Отец заносит руку и сильным ударом бьет ее по щеке, так что она летит на пол; словно бы что-то грязное с себя стряхнул. Ройя упала ничком. Ее лицо морщится для плача, и цвет его постепенно становится лиловым. Никто из нас не двигается. Ройя начинает громко реветь. На четвереньках она ползет в объятия матери. Мать сильно прижимает ее к себе и нежно поглаживает по спинке. Мустафа весь сжался. Отец уставился в экран телевизора. Белки его глаз налились кровью. Он жадно жует зажатую в губах сигарету. Огонь ее горит ярко. Но в углу отцовского глаза собирается слеза. Сигарета дрожит в его губах. Вспомнились дни детской порки. Тогда отец пускал в ход ремень, и я от страха хотел вжаться в какой-нибудь угол комнаты. Отец теперь играет с дымом сигареты. Когда я вернулся с фронта, он бросил курить. Говорил так: «Этот чертов паровоз своим дымом все легкие мне испортил. Если бы не тревога о тебе, я бы раньше бросил».

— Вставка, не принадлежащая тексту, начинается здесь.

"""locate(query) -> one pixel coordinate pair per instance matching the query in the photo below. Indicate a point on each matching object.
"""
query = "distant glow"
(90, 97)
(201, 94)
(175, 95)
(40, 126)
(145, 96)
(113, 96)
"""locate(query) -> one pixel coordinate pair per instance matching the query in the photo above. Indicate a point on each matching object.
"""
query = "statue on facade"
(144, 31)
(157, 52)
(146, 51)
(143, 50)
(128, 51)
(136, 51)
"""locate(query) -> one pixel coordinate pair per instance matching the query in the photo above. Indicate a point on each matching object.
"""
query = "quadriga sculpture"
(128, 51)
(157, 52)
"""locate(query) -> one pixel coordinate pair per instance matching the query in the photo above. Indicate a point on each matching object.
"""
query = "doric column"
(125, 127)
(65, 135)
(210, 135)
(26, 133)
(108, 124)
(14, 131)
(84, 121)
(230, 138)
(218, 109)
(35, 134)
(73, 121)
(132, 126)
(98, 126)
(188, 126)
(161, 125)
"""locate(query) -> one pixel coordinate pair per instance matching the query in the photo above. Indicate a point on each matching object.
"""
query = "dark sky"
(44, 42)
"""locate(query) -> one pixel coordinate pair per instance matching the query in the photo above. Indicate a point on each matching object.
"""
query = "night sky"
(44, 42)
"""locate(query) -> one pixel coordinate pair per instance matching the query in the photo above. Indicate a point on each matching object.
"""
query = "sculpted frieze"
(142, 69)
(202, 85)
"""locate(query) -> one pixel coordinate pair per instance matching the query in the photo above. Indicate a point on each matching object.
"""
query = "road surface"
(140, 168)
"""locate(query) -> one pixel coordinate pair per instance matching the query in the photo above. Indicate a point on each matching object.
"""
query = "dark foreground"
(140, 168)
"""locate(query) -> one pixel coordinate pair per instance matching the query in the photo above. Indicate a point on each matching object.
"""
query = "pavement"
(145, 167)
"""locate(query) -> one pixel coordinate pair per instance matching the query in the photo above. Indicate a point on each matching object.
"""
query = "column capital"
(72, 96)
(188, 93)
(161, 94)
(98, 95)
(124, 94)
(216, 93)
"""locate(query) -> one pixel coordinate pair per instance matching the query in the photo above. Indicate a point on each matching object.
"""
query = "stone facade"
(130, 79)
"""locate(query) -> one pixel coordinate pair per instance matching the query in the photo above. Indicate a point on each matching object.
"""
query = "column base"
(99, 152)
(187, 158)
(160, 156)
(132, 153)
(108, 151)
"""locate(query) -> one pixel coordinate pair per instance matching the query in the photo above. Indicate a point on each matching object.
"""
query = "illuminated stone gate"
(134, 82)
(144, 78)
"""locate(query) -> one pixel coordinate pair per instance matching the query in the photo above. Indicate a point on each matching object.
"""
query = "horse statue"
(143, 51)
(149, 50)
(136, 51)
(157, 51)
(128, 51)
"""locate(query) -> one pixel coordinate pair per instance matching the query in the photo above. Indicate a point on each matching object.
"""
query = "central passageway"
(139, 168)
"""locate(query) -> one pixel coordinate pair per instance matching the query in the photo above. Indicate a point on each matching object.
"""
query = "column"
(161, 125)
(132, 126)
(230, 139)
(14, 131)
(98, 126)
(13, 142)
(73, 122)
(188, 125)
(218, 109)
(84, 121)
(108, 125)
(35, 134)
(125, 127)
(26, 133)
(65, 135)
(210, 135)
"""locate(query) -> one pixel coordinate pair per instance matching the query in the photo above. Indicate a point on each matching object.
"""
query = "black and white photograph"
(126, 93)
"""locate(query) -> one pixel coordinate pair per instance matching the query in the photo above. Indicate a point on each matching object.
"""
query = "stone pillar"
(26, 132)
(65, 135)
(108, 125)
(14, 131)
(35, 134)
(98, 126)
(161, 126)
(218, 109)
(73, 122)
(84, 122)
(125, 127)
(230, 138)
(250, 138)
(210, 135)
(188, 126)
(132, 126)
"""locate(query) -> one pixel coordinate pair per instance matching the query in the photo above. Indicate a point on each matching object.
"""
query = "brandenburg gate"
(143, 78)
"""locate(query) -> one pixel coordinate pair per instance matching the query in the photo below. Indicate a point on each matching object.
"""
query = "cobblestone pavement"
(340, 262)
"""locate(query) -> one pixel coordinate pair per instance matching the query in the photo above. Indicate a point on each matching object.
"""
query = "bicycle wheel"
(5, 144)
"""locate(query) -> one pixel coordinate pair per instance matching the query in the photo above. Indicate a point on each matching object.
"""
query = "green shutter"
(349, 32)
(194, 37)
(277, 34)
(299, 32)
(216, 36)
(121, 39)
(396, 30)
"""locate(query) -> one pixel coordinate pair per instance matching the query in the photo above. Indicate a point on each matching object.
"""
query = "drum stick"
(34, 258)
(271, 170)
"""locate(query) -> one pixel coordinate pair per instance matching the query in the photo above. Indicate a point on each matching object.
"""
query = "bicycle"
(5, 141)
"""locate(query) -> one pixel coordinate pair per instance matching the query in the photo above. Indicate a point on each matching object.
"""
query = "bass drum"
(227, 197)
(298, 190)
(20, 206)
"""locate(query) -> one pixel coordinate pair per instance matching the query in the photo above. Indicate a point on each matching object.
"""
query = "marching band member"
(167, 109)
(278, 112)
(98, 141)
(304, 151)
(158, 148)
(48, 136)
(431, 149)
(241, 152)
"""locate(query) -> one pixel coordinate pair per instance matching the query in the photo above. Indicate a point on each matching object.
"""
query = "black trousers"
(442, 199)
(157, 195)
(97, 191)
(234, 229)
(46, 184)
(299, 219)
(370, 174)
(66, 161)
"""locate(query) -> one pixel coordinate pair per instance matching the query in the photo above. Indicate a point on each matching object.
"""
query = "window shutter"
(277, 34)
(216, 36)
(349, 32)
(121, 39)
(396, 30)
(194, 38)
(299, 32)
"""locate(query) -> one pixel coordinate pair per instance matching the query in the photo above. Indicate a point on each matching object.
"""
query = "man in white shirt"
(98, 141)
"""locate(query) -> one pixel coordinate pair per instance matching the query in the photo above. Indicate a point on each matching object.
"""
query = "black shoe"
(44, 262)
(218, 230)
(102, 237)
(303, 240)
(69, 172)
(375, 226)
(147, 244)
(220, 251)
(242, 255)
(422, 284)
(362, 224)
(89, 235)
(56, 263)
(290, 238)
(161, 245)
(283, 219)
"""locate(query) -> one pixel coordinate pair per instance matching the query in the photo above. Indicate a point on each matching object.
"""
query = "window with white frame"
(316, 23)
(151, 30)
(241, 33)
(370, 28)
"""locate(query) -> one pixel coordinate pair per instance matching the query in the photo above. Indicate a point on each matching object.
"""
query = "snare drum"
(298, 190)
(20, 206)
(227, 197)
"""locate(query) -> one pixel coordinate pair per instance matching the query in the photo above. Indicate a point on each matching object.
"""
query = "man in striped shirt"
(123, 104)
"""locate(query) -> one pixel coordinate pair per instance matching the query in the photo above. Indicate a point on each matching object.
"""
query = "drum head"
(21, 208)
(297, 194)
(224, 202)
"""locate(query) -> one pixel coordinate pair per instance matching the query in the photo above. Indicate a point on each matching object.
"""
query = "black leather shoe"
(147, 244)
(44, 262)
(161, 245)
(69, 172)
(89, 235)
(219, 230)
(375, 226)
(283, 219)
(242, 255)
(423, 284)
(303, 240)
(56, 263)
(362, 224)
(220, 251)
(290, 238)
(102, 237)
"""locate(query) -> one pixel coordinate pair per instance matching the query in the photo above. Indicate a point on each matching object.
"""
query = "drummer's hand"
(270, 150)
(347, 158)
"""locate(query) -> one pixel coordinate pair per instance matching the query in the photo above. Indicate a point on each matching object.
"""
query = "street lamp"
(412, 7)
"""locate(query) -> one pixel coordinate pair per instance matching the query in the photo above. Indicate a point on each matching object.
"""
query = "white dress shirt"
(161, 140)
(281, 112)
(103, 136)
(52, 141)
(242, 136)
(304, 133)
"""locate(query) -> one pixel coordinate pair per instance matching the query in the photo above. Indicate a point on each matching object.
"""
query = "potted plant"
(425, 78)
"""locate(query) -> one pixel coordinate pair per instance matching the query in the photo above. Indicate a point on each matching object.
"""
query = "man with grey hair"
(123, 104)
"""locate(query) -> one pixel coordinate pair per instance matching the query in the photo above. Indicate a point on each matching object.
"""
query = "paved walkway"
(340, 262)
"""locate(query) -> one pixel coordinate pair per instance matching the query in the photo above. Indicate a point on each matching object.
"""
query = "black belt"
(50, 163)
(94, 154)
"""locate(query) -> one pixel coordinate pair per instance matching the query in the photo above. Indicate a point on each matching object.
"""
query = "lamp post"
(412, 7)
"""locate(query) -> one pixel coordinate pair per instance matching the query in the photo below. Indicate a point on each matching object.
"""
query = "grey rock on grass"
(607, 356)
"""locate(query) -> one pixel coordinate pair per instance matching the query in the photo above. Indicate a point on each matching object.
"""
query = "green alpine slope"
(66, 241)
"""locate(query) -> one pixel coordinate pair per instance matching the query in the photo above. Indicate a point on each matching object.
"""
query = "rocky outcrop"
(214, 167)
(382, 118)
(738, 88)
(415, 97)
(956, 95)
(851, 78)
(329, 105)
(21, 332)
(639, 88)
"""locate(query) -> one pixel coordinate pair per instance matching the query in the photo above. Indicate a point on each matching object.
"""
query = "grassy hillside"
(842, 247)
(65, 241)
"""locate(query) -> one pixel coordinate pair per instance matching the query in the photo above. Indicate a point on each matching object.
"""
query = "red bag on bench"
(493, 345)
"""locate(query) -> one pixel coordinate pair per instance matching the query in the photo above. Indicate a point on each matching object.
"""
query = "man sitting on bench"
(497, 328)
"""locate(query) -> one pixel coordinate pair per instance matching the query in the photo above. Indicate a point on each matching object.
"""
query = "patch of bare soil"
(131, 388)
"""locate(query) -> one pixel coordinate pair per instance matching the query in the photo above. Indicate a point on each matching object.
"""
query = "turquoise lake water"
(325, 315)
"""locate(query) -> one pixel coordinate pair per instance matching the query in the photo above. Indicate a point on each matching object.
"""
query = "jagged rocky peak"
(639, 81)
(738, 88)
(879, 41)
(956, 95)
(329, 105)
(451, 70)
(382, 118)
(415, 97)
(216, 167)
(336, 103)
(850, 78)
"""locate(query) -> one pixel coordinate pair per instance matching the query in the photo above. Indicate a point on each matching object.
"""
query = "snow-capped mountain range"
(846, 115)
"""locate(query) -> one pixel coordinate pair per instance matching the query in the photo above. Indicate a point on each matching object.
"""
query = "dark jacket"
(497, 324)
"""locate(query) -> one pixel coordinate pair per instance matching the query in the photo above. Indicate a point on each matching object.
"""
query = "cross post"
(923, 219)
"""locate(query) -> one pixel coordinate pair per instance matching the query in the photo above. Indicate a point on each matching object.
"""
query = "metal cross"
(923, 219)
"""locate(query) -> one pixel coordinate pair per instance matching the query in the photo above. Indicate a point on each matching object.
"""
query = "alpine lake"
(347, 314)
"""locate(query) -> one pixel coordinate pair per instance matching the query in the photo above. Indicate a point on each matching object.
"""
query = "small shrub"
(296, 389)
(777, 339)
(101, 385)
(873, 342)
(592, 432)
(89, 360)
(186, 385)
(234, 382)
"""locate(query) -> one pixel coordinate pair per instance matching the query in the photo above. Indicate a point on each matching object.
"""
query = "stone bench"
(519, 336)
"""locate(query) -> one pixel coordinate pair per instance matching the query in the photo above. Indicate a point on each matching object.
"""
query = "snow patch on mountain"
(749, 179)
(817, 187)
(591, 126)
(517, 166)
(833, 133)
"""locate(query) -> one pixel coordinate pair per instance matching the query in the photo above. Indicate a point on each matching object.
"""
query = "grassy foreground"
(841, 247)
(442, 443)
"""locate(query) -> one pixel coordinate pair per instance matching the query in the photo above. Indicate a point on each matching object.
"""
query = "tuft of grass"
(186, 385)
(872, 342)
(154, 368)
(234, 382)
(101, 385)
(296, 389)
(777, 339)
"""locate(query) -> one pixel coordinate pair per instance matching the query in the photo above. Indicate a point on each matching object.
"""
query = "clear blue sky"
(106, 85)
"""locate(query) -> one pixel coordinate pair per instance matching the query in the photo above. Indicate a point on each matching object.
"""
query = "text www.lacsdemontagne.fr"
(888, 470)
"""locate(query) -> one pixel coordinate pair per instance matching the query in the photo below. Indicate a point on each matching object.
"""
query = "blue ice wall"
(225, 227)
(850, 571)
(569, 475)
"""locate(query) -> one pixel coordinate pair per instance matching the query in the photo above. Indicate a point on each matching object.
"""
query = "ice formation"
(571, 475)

Я встаю с места. Терпеть эту обстановку больше нет сил. Ухожу в другую комнату и там собираю свои учебники и кидаю их в коробку. Замечаю учебник физики. Нагибаюсь за ним и ложусь, открыв его. То ли моль, то ли ночная бабочка пролетает мимо моего лица и поднимается к лампе под потолком. Я закрываю глаза. И на меня наплывают воспоминания о фронте и о ребятах из первого взвода. Порой эти картины тускнеют, и тогда тайное возбуждение охватывает меня. Вот я заглядываю во взводную палатку, и Мехди, командир первого взвода, обнимает меня и прижимает к груди. Мягкая поросль на его щеках гладит мое лицо. Со своим обычным спокойствием он сжимает мои плечи и говорит со мной. Постепенно лицо его тускнеет. Я открываю глаза. Во рту сухо и горько. Обезумевший мотылек неверными кругами летает вокруг лампы, потом летит вниз. Я переворачиваюсь на живот. Громко включен телевизор; гремит боевой марш, и затем начинается агитация за вступление в армию и отправку на фронт. Это – единственное, что слышно сейчас у нас в доме. Я закрываю глаза. Агитационный громкоговоритель, находящийся в конце насыпи, передает военный марш. Я тащу Хусейна к насыпи. Взглянул на него и испугался. Лицо его стало страшным. Свежая кровь течет, и смывает покрывшую лицо пыль, и стекает внутрь его воротника. Его веки задрожали и замерли. Я оставил его на том месте и бегом догнал нашу колонну. И все, кто входил внутрь ограниченного насыпью пространства, говорили о трупе Хусейна, лежащем на пути, прямо в том месте, где насыпь прерывалась. Иракцы захватили нас врасплох, и мы отступили. И вновь я увидел Хусейна: он лежал в той же позе. Я прошел мимо, а когда вновь оказался там же, говорили: Хусейна увезли в реанимацию. Кто-то проходил мимо и заметил, что веки его дрожат. И лицо Хусейна, такого, какой он лежал возле насыпи, оживает во мне и всё увеличивается. Он становится таким большим, что мне его теперь и не охватить взглядом. Я раскрываю глаза. Настырный мотылек пролетает близко от моего лица, в сторону книжной полки.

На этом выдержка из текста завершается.